Après l'élection d'Anne Hidalgo à la tête de la capitale, Pierre Mansat a été nommé inspecteur général de la ville de Paris chargé d'une mission sur le Grand Paris. Un sujet que l'élu communiste connaît sur le bout des doigts pour avoir tissé des liens avec l'autre côté du périphérique pendant de longues années à la mairie de Paris. Il n'a pas oublié pour autant Montluçon, où il a vécu jusqu'en 1974, et où il est revenu à de nombreuses reprises.
« Cette majorité n'a pas réussi à redresser la barre »Vous avez quitté Montluçon il y a plus de quarante ans. Quel regard portez-vous sur son évolution ? Quand je suis parti à 19 ans, je trouvais que c'était une ville un peu pesante, ennuyeuse, qui manquait de vie. Dans la vingtaine d'années qui a suivi, j'ai eu le sentiment que cette ville avait retrouvé un dynamisme, avec le centre Athanor, les Fédérés… Il se passait quelque chose.

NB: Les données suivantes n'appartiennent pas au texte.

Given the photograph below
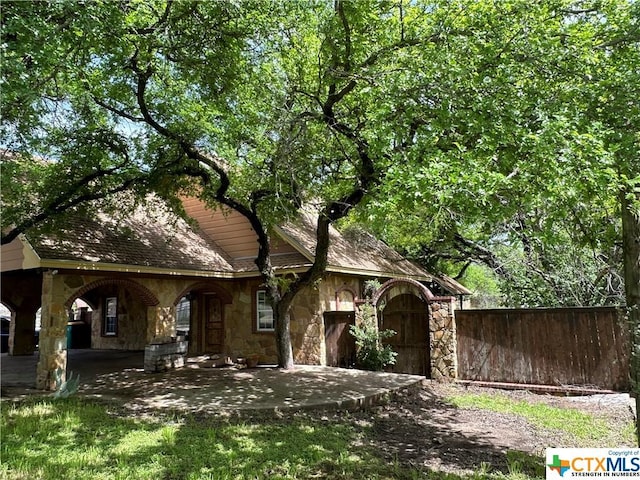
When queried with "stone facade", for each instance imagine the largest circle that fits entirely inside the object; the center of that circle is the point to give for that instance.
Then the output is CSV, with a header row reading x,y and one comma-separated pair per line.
x,y
160,357
442,332
442,327
147,310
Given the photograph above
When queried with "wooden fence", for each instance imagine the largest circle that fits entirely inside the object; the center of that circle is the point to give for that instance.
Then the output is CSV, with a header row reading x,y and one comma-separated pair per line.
x,y
586,347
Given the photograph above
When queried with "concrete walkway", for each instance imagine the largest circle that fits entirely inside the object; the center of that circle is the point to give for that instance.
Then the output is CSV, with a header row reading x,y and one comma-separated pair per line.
x,y
119,376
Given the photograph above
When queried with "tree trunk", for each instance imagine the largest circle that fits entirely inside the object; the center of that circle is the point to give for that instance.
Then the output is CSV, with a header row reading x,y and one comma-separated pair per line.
x,y
631,247
282,319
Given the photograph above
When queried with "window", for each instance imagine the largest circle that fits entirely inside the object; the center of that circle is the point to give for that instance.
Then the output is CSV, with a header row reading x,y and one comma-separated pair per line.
x,y
264,312
183,316
111,316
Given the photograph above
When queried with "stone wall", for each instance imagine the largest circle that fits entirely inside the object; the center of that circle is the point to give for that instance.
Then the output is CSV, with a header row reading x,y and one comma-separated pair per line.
x,y
442,328
159,357
132,321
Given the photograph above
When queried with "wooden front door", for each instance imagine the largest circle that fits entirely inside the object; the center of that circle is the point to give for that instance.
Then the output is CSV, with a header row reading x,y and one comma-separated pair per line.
x,y
340,344
408,315
213,325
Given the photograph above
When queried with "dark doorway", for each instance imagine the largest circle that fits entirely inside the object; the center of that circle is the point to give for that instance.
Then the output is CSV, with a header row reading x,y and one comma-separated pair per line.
x,y
340,344
213,325
408,315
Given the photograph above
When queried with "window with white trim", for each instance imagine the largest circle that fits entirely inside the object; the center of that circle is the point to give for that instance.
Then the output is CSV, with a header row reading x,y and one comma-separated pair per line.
x,y
111,316
264,312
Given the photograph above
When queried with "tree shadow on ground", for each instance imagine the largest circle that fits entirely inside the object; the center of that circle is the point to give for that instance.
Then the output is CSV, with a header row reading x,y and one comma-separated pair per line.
x,y
419,429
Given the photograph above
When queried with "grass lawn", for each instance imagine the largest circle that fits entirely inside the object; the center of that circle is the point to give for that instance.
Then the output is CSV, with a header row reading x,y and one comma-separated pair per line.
x,y
76,438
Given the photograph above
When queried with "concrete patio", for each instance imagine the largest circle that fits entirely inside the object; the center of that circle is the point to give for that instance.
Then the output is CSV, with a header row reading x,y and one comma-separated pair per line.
x,y
119,376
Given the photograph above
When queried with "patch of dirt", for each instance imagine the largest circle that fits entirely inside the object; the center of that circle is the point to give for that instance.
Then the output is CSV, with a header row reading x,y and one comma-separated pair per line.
x,y
418,428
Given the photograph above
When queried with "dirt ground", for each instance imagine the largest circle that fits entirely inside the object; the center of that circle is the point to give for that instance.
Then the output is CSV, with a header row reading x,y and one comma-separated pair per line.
x,y
418,428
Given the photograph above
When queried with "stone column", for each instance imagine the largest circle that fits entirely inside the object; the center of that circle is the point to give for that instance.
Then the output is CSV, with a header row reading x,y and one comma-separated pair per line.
x,y
161,323
22,331
444,361
53,333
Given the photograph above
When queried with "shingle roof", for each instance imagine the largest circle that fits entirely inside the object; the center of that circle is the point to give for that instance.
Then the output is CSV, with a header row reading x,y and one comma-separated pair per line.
x,y
150,237
360,251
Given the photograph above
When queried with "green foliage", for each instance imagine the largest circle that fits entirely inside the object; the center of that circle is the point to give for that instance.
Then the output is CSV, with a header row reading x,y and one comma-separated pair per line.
x,y
371,353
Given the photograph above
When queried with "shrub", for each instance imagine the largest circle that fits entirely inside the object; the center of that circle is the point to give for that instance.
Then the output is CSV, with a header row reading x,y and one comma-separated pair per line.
x,y
371,354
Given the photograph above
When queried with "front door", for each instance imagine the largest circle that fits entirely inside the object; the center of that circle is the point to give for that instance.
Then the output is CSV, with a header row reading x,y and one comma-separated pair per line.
x,y
340,344
213,325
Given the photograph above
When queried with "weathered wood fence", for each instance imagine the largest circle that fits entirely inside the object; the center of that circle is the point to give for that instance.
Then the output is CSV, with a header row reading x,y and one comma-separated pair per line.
x,y
560,346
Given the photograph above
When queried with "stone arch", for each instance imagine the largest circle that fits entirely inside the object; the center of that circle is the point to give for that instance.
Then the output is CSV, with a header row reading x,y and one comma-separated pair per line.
x,y
398,286
146,296
345,288
10,305
223,294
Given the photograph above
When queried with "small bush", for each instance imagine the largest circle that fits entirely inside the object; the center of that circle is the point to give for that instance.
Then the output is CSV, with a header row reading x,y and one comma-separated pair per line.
x,y
371,353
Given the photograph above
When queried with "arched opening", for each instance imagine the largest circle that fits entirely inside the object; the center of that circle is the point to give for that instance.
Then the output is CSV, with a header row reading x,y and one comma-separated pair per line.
x,y
200,317
5,326
408,316
79,326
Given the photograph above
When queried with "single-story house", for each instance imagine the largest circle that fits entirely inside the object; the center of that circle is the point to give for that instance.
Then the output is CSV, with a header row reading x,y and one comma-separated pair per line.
x,y
150,277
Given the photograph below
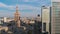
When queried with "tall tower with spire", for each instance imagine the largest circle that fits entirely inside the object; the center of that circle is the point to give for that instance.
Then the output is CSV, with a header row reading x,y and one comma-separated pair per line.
x,y
17,17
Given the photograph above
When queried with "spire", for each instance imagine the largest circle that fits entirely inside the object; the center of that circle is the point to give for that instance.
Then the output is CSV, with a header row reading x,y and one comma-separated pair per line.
x,y
16,8
17,16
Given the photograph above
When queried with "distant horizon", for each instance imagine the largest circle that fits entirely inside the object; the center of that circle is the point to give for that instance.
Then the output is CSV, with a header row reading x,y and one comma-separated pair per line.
x,y
26,7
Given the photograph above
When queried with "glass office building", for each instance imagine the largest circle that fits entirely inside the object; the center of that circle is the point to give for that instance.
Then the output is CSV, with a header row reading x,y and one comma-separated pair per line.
x,y
55,18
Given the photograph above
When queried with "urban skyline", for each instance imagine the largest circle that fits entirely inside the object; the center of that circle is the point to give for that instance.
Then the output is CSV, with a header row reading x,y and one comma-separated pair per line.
x,y
27,8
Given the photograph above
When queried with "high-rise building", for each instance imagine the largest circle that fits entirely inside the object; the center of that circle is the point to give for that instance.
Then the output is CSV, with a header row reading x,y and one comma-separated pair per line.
x,y
55,17
5,19
45,18
17,17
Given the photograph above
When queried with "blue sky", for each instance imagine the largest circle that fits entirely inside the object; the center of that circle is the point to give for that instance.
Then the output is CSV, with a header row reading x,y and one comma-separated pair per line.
x,y
26,7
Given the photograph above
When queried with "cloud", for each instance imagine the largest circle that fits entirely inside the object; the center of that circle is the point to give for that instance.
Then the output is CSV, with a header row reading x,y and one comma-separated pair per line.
x,y
21,7
55,0
6,6
29,0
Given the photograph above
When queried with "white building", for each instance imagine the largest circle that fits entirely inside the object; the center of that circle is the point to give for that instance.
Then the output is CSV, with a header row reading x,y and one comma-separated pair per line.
x,y
45,18
55,17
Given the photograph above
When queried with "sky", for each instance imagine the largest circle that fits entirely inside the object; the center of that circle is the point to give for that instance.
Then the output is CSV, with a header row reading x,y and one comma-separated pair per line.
x,y
27,8
55,0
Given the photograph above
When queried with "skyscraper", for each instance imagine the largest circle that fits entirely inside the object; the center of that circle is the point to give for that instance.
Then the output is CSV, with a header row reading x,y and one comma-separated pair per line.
x,y
45,18
17,17
55,18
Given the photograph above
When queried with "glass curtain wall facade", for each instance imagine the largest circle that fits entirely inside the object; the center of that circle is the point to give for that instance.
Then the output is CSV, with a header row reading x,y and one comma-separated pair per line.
x,y
55,18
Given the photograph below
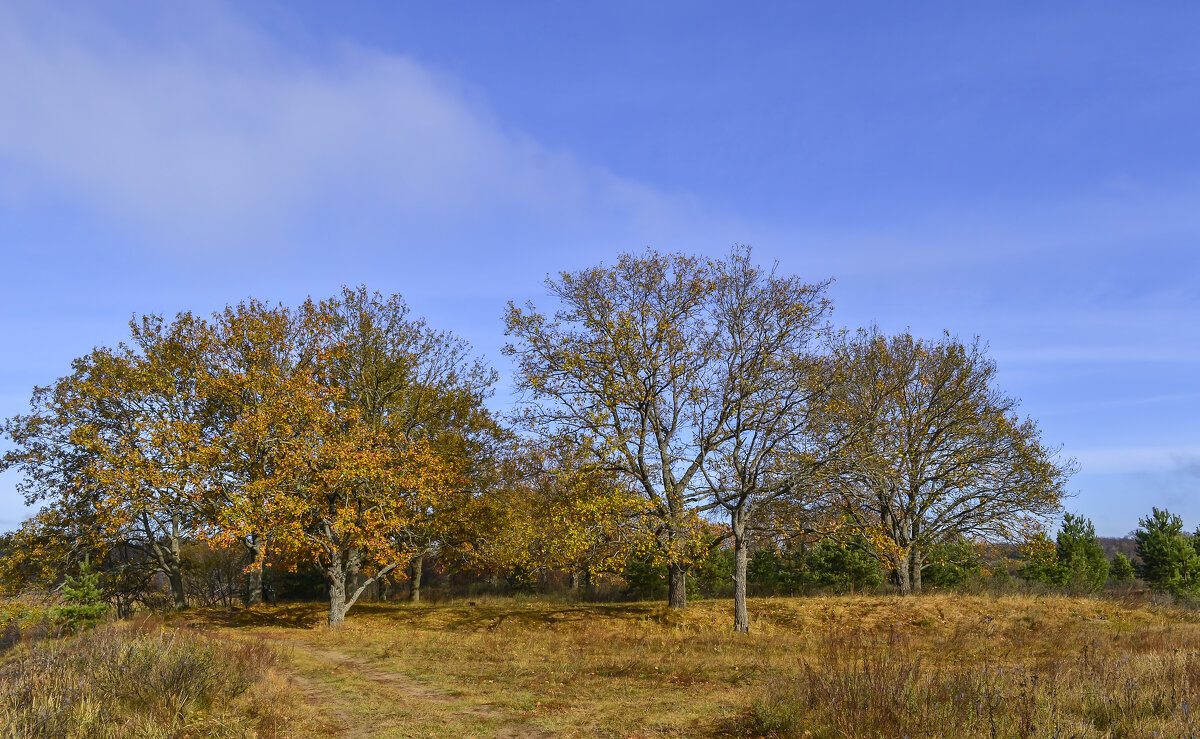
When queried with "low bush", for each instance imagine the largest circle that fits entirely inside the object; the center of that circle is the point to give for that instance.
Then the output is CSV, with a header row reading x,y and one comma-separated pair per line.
x,y
136,679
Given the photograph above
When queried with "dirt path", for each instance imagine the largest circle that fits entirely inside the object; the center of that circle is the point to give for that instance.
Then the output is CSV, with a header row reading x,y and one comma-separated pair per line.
x,y
360,700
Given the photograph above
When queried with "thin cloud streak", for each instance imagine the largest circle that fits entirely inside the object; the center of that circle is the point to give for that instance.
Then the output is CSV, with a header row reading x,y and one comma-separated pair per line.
x,y
191,145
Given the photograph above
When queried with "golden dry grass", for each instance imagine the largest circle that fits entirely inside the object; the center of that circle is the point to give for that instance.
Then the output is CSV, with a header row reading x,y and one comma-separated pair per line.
x,y
514,668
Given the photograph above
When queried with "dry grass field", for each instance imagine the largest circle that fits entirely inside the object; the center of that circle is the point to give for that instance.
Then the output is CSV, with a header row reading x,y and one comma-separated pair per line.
x,y
837,666
845,666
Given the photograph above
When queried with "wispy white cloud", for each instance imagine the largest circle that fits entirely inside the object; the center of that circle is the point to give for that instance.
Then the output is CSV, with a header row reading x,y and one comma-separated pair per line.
x,y
1125,460
215,134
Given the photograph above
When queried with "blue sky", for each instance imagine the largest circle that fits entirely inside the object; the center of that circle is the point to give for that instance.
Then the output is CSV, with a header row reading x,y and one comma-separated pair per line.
x,y
1029,173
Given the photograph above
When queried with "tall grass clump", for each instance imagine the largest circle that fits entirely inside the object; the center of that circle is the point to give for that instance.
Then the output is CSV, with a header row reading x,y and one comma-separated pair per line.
x,y
137,680
873,686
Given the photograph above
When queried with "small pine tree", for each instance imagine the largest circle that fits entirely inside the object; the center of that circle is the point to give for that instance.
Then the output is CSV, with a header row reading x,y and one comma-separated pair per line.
x,y
1122,569
84,605
1081,559
1169,560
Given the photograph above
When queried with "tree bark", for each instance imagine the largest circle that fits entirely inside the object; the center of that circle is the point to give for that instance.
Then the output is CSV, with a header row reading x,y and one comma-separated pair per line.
x,y
177,588
677,587
741,617
255,576
418,571
336,578
904,575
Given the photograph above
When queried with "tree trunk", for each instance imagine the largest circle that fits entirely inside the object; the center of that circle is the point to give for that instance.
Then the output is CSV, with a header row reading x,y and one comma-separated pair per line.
x,y
177,588
414,587
677,587
741,617
255,576
336,578
904,575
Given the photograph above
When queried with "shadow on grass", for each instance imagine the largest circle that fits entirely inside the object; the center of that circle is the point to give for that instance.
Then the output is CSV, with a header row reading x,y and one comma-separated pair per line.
x,y
489,616
282,616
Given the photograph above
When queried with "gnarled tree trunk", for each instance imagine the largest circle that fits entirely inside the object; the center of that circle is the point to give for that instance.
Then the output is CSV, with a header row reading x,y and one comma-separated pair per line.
x,y
741,617
414,584
677,586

Dans la toute dernière période, j'ai perçu de nouveau une forme de rétrécissement de la ville. Quand je suis parti, il y avait encore 60.000 habitants, aujourd'hui il n'y en a plus que 37.000. Mon sentiment est une inquiétude très forte à l'égard d'une ville moyenne comme celle-là, qui subit de plein fouet les politiques de dégradation du service public et les menaces sur le ferroviaire.
Le déclin était-il inexorable ? Il y a une grande responsabilité des actionnaires et patrons d'entreprises comme Dunlop ou Rousseau, qui n'ont pas su développer leurs atouts ou faire preuve d'anticipation. Et je ne crois pas que la politique de Dugléry ces dernières années soit satisfaisante. Cette majorité n'a pas réussi à redresser la barre. Un exemple avec le centre-ville : on a ouvert des supermarchés en masse en périphérie, il ne faut pas s'étonner aujourd'hui si les commerces du centre-ville faiblissent ou disparaissent.
Vous êtes-vous déjà demandé ce que vous feriez si vous étiez élu à Montluçon et pas à Paris ? J'ai pas mal de copains qui m'ont dit de revenir à Montluçon, mais ma vie était à Paris, avec la famille et les enfants. Je ne veux pas être donneur de leçons, mais j'imagine que j'aurais voulu continuer d'accentuer la qualité de la politique culturelle, qui est très importante, et la formation professionnelle, très tournée vers l'innovation. La formation professionnelle traditionnelle est importante mais il aurait fallu voir si cette ville, sur la base d'entreprises comme Safran, ne pouvait pas trouver un dynamisme dans des niches économiques, qui pourraient être intéressantes pour les jeunes.
Montluçon, cela vous renvoie à votre mère, qui vous a élevé seule. J'ai grandi dans une famille très politisée, marquée par l'engagement au Parti communiste et à la CGT. Ma mère était aux Télécom, elle m'élevait seule avec des revenus modestes. Elle était plus militante syndicale que politique, avec un côté anarcho-syndicaliste affirmé. À l'époque, être une mère célibataire était un poids important. C'était une battante, une bagarreuse.
Dès 1969, vous prenez votre carte aux Jeunesses communistes. La totalité de la famille était au Parti communiste, ou adhérent ou électeur. J'allais à la carrière des Grises, tout gamin, où des Montluçonnais avaient été fusillés par les Nazis. J'étais nourri des récits de la Révolution française, de la Résistance. J'ai eu une période où tous les samedis après-midi, j'étudiais Lénine plutôt que de retrouver les copains. En mai 68, ma mère était en grève et on allait porter les ravitaillements aux ouvriers qui occupaient l'usine.
Une autre figure de votre enfance est votre oncle Armand Mansat, maire et conseiller général dans les Combrailles pendant plusieurs décennies. Pendant les vacances, cela m'arrivait de faire le secrétaire de mairie de Neuf-Église (Puy-de-Dôme). C'était un rassembleur. Il m'a marqué par son côté unitaire, il était à l'opposé du sectarisme, qu'on pouvait identifier à des périodes du Parti communiste. Sa parole était très respectée, il avait des convictions profondes, argumentées, avait la capacité de parler avec les autres, même ceux qui n'étaient pas d'accord avec lui.